Stockton highlighted 4,546 as crucial support that the S&P 500 needs to hold in order to prevent further downside. A decisive, consecutive daily close below that level would increase the chance of downside risk to its next major support level of 4,200.
“This would dictate risk management via reduced [equity] exposure and top-down hedges,” Stockton said in a Tuesday note. The S&P 500 fell nearly 2% to 4,582 in Tuesday trades. The S&P 500 managed to find support around the 4,550 level during drawdowns in early- and mid-December.
The downside pressure for stocks has been led by the technology sector amid a hawkish pivot from the Federal Reserve, with several interest rate hikes appearing likely this year.
The Nasdaq 100 index is fast approaching its 200-day moving average and is down 8% from its record high. On Tuesday, the tech-heavy Nasdaq fell 2%, well below its key support level of around 15,575, according to Stockton. Consecutive daily closes below that level would increase downside risk to “next major support near 14,400 with a ~6-8 week time horizon,” Stockton said.
A decline to that level represents additional downside potential of 8% from Friday’s close.

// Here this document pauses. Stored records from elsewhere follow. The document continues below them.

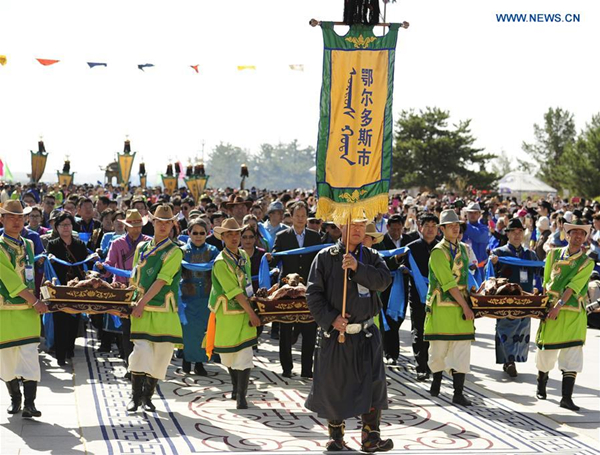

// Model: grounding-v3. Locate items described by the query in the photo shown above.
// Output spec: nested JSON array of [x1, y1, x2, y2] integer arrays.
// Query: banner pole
[[308, 19, 410, 28], [338, 215, 352, 343]]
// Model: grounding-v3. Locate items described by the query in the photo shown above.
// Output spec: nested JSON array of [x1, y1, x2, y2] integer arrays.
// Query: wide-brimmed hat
[[504, 218, 525, 231], [536, 216, 550, 231], [225, 196, 253, 210], [467, 202, 481, 212], [539, 201, 554, 212], [213, 218, 242, 240], [365, 221, 383, 243], [440, 209, 461, 226], [267, 201, 284, 215], [150, 204, 177, 221], [0, 200, 31, 215], [564, 220, 592, 237], [117, 209, 148, 227]]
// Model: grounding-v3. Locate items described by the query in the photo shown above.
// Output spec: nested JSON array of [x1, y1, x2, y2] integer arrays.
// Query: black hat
[[505, 218, 525, 231]]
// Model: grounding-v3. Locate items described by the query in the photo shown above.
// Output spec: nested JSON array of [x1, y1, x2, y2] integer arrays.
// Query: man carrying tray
[[535, 221, 594, 411], [423, 210, 475, 406], [305, 219, 394, 452], [0, 201, 46, 417], [490, 218, 538, 378], [127, 204, 183, 412]]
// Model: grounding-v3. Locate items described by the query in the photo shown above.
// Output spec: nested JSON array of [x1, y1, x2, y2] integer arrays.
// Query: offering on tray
[[469, 278, 548, 319], [251, 273, 314, 324], [41, 272, 135, 318]]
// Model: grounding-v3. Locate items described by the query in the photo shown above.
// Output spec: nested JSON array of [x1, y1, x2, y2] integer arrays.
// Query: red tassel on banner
[[36, 58, 60, 66]]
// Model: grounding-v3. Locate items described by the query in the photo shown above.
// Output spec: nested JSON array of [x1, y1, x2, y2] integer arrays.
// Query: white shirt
[[292, 228, 306, 248]]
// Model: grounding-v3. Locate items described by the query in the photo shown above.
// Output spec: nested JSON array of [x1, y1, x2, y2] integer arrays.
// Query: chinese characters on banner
[[316, 23, 398, 226]]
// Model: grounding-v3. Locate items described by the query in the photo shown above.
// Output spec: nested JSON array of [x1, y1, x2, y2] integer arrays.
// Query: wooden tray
[[40, 285, 134, 318], [250, 297, 314, 324], [469, 294, 548, 319]]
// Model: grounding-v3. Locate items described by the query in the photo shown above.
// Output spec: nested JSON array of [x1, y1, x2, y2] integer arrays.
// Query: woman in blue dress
[[179, 218, 219, 376]]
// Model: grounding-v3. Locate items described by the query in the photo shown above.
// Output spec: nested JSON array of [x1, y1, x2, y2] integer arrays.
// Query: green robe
[[0, 235, 40, 349], [208, 248, 258, 353], [131, 240, 183, 344], [536, 246, 594, 349], [423, 239, 475, 341]]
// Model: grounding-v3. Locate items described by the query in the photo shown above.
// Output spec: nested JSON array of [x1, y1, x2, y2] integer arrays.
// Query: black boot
[[142, 376, 158, 412], [560, 371, 579, 411], [236, 368, 250, 409], [325, 420, 346, 452], [429, 371, 444, 397], [21, 380, 42, 417], [535, 371, 548, 400], [127, 371, 146, 412], [194, 362, 208, 376], [452, 373, 471, 406], [6, 378, 23, 414], [360, 409, 394, 453], [227, 368, 238, 400]]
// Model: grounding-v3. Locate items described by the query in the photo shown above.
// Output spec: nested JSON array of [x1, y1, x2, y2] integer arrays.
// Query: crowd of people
[[0, 184, 600, 452]]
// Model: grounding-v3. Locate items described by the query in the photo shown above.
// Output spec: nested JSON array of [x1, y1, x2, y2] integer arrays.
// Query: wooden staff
[[308, 19, 410, 28], [338, 215, 352, 343]]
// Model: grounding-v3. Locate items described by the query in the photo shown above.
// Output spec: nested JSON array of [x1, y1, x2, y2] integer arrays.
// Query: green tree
[[250, 140, 315, 189], [492, 150, 514, 176], [560, 114, 600, 198], [206, 143, 252, 188], [522, 107, 576, 190], [392, 107, 497, 190]]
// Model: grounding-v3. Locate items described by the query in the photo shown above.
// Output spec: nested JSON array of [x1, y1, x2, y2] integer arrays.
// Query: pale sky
[[0, 0, 600, 183]]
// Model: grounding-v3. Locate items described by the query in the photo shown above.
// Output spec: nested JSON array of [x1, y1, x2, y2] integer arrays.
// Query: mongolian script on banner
[[316, 23, 399, 226]]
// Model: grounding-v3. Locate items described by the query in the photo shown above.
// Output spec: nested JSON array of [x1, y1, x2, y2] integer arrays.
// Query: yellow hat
[[213, 218, 242, 240], [150, 204, 177, 221], [0, 200, 32, 215]]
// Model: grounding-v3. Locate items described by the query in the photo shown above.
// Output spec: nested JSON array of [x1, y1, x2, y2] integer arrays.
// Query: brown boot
[[21, 380, 42, 417], [360, 408, 394, 453], [325, 420, 346, 452], [142, 376, 158, 412], [6, 378, 23, 414], [127, 371, 146, 412]]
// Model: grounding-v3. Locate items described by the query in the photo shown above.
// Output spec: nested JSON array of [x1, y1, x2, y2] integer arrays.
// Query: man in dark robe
[[305, 219, 394, 452]]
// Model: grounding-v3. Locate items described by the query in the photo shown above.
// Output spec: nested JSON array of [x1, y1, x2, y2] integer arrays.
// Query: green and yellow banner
[[316, 22, 400, 224]]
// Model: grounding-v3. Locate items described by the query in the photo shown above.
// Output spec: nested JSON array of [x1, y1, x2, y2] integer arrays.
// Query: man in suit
[[381, 215, 419, 366], [273, 201, 321, 378]]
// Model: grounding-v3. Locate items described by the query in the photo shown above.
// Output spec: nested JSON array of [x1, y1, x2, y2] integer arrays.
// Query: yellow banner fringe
[[317, 193, 388, 226]]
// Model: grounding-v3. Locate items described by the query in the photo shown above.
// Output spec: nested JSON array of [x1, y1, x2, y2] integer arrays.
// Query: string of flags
[[0, 55, 304, 74]]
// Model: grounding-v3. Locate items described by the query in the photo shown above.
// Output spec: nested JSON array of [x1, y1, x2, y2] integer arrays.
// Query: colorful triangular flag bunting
[[36, 58, 60, 66]]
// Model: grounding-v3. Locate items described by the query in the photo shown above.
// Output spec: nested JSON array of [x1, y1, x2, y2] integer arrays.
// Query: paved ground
[[0, 319, 600, 455]]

On Tuesday, the Nasdaq 100 Index hit a low of 15,292, which is well below Stockton’s support level.
“Short-term momentum has weakened and the FAANG+M stocks have failed to react to short-term oversold readings in another setback,” Stockton said.
If the S&P 500 reaches Stockton’s downside target of 4,200, that would represent a sell-off of 13% from its record high reached on January 4.
While that may feel like a big drop for some investors, it’s actually pretty typical. The S&P 500 only experienced a drawdown of 5% over the course 2021 before finishing the year up 27%. But since 1980, it experienced an average intra-year sell-off of 14%, according to JPMorgan.